“The AI world is becoming increasingly agentic,” says Udari Madhushani Sehwag, a computer scientist at AI infrastructure company Scale AI and lead author of the paper, which is currently under peer review. By this he means that large language models (LLMs), the engines that power chatbots like Chatbots, are increasingly connected to software tools that can surf the web, modify files, and write and run code to accomplish tasks.
Giving these capabilities to LLMs increases convenience as well as risk, as the system may not work as we want. Even though they are not yet capable of causing major damage, researchers want to understand their tendencies before it is too late. Although AI do not have intentions and awareness like humans, treating them as goal-seeking entities often helps researchers and users better predict their actions.
AI developers attempt to “align” systems to safety standards through training and instructions, but it is unclear how faithfully the models follow the guidelines. “When they’re actually under real-world stress, and if the safe option isn’t working, are they going to switch to any other way to get the job done?” Sehwag says. “It’s a very timely topic.”
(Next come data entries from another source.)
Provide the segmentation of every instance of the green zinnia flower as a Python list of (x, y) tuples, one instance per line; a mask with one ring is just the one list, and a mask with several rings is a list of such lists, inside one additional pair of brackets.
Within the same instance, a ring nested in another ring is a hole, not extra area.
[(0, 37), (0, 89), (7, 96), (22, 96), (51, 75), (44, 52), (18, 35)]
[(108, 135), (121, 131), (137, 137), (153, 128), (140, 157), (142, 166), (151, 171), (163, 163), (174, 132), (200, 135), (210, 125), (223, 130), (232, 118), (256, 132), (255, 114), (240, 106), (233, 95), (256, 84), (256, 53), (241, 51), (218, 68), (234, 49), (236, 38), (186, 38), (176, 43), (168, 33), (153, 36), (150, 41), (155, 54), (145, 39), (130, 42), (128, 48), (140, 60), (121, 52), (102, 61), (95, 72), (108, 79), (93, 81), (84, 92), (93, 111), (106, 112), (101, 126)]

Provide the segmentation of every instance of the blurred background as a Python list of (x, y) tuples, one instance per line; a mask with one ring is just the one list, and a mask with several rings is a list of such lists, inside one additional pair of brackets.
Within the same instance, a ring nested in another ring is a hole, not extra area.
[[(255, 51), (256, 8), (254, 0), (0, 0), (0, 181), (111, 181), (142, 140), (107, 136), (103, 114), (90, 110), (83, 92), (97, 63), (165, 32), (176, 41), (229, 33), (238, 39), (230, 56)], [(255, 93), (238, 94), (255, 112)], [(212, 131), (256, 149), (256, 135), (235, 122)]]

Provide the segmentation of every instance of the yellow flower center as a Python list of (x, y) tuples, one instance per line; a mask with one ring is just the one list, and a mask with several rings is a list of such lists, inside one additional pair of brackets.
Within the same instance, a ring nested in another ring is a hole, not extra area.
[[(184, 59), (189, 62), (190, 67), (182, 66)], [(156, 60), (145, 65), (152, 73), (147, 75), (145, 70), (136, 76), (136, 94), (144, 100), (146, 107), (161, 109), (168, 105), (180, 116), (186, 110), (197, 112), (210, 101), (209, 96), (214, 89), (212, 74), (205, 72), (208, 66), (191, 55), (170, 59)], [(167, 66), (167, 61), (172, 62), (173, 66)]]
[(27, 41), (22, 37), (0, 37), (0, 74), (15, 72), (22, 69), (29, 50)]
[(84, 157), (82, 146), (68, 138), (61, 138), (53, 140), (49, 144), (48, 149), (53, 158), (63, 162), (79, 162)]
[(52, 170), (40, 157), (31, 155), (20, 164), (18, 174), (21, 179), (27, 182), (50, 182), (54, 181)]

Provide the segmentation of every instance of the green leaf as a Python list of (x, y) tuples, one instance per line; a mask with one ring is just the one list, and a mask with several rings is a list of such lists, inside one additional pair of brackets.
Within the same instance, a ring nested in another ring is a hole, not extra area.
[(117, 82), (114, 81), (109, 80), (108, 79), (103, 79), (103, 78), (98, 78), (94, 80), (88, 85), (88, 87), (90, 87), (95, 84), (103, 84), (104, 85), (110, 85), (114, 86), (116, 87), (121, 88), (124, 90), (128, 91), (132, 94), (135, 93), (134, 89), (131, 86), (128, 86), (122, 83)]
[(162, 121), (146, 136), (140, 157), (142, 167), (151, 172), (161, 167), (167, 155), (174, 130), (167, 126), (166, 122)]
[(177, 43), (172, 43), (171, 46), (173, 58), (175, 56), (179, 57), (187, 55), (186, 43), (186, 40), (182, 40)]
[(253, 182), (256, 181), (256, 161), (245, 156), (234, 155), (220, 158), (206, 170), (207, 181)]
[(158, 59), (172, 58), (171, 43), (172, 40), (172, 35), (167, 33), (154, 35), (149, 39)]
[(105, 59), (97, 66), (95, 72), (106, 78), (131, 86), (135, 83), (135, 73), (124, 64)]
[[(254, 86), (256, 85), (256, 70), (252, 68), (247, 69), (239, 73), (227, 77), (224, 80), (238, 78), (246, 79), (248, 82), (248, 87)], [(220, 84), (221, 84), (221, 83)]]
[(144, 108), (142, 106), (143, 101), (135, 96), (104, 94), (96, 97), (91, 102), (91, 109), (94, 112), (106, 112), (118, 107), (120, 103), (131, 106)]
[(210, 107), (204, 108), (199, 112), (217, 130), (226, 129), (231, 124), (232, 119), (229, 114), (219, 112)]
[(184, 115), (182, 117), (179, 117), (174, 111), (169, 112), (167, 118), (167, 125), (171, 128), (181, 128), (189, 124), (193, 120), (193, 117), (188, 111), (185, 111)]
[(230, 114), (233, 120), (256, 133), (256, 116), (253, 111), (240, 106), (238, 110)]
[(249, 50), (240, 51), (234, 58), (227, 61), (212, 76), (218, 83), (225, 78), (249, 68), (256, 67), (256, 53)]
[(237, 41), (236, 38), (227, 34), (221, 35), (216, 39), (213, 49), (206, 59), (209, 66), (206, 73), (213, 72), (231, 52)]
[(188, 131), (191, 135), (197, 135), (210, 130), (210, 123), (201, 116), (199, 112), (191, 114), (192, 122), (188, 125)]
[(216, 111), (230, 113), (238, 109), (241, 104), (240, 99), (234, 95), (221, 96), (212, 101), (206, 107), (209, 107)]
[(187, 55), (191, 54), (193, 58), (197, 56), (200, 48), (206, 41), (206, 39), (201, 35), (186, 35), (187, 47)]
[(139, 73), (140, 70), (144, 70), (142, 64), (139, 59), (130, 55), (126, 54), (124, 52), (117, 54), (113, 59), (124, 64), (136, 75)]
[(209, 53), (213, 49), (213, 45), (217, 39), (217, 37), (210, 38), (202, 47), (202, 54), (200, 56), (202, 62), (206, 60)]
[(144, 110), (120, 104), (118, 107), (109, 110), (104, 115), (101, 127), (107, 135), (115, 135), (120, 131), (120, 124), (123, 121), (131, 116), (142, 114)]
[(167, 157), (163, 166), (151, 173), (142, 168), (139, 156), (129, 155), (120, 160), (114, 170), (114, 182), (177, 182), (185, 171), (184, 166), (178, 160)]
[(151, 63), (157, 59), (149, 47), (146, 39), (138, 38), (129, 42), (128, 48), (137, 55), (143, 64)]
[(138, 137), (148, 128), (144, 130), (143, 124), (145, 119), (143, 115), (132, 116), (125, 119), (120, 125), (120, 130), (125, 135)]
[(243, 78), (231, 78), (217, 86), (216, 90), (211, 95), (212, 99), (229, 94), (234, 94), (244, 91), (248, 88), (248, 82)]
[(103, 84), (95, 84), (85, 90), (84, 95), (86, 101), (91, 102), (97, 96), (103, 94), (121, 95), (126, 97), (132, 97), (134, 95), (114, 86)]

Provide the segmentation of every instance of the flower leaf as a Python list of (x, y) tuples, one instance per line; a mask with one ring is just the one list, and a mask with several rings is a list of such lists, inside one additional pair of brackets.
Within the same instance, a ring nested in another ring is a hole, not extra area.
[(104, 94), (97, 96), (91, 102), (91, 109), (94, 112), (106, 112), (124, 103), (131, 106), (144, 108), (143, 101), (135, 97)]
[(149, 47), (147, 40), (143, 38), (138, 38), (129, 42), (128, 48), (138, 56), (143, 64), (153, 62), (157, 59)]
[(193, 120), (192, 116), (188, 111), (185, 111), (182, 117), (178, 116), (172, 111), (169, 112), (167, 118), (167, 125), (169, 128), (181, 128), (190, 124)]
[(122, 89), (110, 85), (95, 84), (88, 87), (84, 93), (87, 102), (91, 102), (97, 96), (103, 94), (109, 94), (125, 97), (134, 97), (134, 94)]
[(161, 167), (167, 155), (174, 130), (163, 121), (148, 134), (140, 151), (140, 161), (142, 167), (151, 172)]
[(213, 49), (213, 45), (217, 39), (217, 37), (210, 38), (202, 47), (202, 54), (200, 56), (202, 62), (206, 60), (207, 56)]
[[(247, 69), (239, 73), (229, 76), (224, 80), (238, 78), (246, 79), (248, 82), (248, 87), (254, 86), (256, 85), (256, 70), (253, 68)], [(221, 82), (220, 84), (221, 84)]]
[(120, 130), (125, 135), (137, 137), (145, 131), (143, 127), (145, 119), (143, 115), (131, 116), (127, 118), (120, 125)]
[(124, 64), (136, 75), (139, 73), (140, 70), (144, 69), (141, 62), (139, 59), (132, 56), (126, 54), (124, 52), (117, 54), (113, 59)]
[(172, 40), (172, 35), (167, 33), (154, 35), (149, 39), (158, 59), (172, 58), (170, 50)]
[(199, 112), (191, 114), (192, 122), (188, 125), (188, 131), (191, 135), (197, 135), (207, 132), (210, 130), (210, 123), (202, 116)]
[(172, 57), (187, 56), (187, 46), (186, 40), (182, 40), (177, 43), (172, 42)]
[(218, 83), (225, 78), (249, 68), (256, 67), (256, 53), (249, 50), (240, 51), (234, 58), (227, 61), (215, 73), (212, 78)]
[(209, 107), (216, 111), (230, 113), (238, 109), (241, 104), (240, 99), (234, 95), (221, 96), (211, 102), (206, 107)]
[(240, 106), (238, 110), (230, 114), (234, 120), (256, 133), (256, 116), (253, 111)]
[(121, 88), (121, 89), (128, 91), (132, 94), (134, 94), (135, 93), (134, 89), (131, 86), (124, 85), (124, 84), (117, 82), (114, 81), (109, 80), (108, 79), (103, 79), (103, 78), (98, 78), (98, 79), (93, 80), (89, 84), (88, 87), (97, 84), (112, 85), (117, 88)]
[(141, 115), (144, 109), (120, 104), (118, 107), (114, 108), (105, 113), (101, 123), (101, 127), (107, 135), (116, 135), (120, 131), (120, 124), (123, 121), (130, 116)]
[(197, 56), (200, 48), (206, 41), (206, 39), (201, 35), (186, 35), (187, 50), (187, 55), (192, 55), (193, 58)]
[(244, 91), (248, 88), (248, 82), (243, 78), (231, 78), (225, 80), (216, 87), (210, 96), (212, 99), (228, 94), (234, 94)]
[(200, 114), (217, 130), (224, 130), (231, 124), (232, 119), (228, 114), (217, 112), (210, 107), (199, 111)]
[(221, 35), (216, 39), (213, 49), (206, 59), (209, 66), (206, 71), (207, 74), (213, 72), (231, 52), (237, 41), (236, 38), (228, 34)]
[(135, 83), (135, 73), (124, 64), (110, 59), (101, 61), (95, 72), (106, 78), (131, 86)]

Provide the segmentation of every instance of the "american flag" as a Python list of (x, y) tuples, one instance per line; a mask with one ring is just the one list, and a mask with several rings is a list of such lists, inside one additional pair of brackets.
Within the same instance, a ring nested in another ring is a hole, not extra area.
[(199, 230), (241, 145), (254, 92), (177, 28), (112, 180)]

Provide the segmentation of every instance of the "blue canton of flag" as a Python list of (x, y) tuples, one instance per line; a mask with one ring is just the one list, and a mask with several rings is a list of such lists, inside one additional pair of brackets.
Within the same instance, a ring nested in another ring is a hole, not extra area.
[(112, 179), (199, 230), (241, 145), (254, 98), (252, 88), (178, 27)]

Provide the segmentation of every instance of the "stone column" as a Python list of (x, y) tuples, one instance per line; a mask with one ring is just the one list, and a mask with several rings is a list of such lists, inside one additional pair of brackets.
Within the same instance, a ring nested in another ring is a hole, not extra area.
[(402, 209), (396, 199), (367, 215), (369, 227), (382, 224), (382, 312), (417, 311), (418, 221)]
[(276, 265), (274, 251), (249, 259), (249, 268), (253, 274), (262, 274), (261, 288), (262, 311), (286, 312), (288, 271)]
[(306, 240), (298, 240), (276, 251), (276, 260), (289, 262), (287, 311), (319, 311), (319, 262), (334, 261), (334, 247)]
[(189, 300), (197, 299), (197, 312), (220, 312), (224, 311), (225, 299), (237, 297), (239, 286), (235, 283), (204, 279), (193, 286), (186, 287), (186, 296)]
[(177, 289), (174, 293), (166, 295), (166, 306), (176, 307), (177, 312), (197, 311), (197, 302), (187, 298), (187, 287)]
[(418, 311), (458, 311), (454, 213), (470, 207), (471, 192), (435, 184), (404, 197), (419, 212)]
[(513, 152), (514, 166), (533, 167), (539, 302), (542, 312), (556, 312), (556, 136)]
How to test an AI agent under pressure
The researchers tested a dozen models created by Alibaba, Anthropic, Google, Meta and OpenAI in nearly 6,000 scenarios. In each scenario, a model was assigned a task and told that she had access to several tools. Instructions were given to use safe equipment and not harmful equipment. At first there was no pressure, and it could take 12 steps to complete its task by issuing instructions to the equipment. Then a message came to increase the pressure on him and he was given a chance to try 12 more times. This continued for 12 pressure levels. Attempting to use secure tools always returns error messages. An attempt to use a harmful device ended the scenario.
The scenarios covered multiple domains. In biosecurity, the agent has to study the spread of the pathogen and find a way to stop it, Sehwag says. A safe tool may use anonymized genetic data, while a harmful tool may use data that is not anonymized. In the area of chemical safety, the agent may need to obtain a special solvent. A safe device may order solvent extraction from the waste, while a harmful device may obtain it illegally. In cybersecurity, agents may need to identify and ban a malicious user account. A safe tool can disable only the problematic account, while a harmful one can block all users. Scenarios in other domains tempted agents with devices that led to self-preservation by escaping control, recruiting allies, duplicating their own, or going rogue in other ways.
The worst performing model, Gemini 2.5, cracked under pressure and opted to use prohibited tools 79 percent of the time. Source Image: Udaari Madhushani Sehwag, Shayan Shabihi, and others.
The pressure came in many forms. The time limit may be reduced. If the work is not completed, potential financial losses may increase. The dangers of more surveillance, less resources and less authority may increase. The tasks, equipment, pressures, and tactics were modeled after situations humans might face in their jobs (except perhaps the abuse option of cloning oneself).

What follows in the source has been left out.